Fuel cells have several advantages; the system provides more energy at the driven wheel than an equivalent diesel-engined bus. Moreover, it’s a true zero emissions solution – the only thing that comes out of the tail pipe is water. It also provides a range similar to diesel – about 200-250 miles between hydrogen refills.
But there are some significant limitations; the biggest being expense. Fuel cell technology itself is costly, as is the infrastructure to sustain it. Based on a study by California-based AC Transit in 2010, cost of operating a diesel fleet was less than half (41%) of one with fuel cell coaches. Most of this cost was in building the hydrogen delivery and storage infrastructure, but the coaches themselves were also more expensive to acquire and maintain. A variety of companies and cooperatives, with government support, are working to advance this technology and bring these costs down.
One such company is Toyota – which as I’m sure readers here know, began marketing its Mirai fuel cell sedan in the US in 2015, and in other markets this year.
Toyota also recently debuted a new fuel cell bus – not surprising as its Hino subsidiary has been experimenting with large fuel cell coaches, showing one at the 2015 Tokyo Motor Show.
The other major power train trend is battery-electric propulsion. Battery-electric buses face the same two hurdles as all vehicles with this motive power; range and recharging cycle time. As we’ve seen with Tesla, over the past twenty years, battery capacity and recharging options have seen steady incremental improvements. A typical electric bus today has about a 170 mile range between a full and non-usable charge – the BYD “Lancaster” bus above, showcased at the 2015 American Public Transportation Association (APTA) Expo in Houston, is an example.
The key variable however is recharging cycle time – today, there are two general methods being evaluated that will provide for rapid charging of urban transit buses (versus taking a coach out of service for a long, 4-6 hour recharge). First is inductive or wireless charging. Here, inductive coils or wires are implanted into roadways or at specific quick charge stations and buses receive a charge wirelessly, without any direct connection. This system shows promise, but currently the transfer rate is still fairly low.

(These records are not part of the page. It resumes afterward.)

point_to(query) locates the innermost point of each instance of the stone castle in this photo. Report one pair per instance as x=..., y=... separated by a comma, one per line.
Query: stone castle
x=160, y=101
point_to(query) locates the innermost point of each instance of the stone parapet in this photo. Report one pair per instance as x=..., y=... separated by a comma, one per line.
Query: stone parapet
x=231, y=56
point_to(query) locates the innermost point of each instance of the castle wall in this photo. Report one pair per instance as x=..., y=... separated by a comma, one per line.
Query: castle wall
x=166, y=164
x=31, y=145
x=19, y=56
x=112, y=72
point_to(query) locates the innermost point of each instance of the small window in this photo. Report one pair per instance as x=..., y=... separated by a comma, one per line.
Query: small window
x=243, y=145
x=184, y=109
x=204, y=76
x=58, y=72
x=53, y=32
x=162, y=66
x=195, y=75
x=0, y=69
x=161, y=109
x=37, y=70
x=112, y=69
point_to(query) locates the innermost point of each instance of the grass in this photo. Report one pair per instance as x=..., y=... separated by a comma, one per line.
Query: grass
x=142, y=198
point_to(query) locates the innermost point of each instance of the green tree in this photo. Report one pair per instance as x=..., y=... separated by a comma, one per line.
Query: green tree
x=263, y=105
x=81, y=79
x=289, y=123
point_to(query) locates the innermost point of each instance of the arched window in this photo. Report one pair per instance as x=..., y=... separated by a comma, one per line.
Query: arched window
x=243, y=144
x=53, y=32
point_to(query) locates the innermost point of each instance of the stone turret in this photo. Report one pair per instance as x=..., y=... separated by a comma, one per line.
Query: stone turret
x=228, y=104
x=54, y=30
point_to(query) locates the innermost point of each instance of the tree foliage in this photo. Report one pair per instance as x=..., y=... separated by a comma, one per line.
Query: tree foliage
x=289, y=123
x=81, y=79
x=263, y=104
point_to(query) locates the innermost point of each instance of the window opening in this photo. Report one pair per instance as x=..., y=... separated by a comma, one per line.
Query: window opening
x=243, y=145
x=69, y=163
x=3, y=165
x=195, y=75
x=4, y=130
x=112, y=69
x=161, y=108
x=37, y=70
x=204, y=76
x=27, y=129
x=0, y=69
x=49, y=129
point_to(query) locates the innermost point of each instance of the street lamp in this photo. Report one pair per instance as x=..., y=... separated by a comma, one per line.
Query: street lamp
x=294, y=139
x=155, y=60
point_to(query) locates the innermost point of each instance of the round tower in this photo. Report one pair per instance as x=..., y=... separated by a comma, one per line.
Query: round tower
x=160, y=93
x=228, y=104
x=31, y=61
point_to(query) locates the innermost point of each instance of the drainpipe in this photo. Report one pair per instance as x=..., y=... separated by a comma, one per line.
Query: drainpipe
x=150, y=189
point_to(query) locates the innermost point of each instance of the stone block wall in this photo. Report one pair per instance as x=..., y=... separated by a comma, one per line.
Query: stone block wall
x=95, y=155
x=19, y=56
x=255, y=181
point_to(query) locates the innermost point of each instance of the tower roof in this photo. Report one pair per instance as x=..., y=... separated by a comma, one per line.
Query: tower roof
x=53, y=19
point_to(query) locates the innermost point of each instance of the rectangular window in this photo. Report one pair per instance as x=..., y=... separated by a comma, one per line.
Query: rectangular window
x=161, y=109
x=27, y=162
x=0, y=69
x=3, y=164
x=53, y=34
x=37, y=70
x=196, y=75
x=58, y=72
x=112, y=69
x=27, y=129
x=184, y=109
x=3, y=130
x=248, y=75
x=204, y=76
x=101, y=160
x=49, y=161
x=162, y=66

The other, more promising method, is for buses to receive a quick charge from an overhead charging station via catenary wires or a pantograph. Both Siemens, the large German-based industrial conglomerate, and Opbrid, a Spanish company, are testing new high-powered pantograph charging systems that provide a 90% recharge in 3-5 minutes. Such a system may work well at terminal end points where these short recharging layovers can be factored in to the overall route schedule.
I’ll offer a prognostication – my guess is barring some breakthrough in clean diesel/CNG technology or hydrogen delivery and storage, battery-electric will become the primary motive option for future urban transit buses.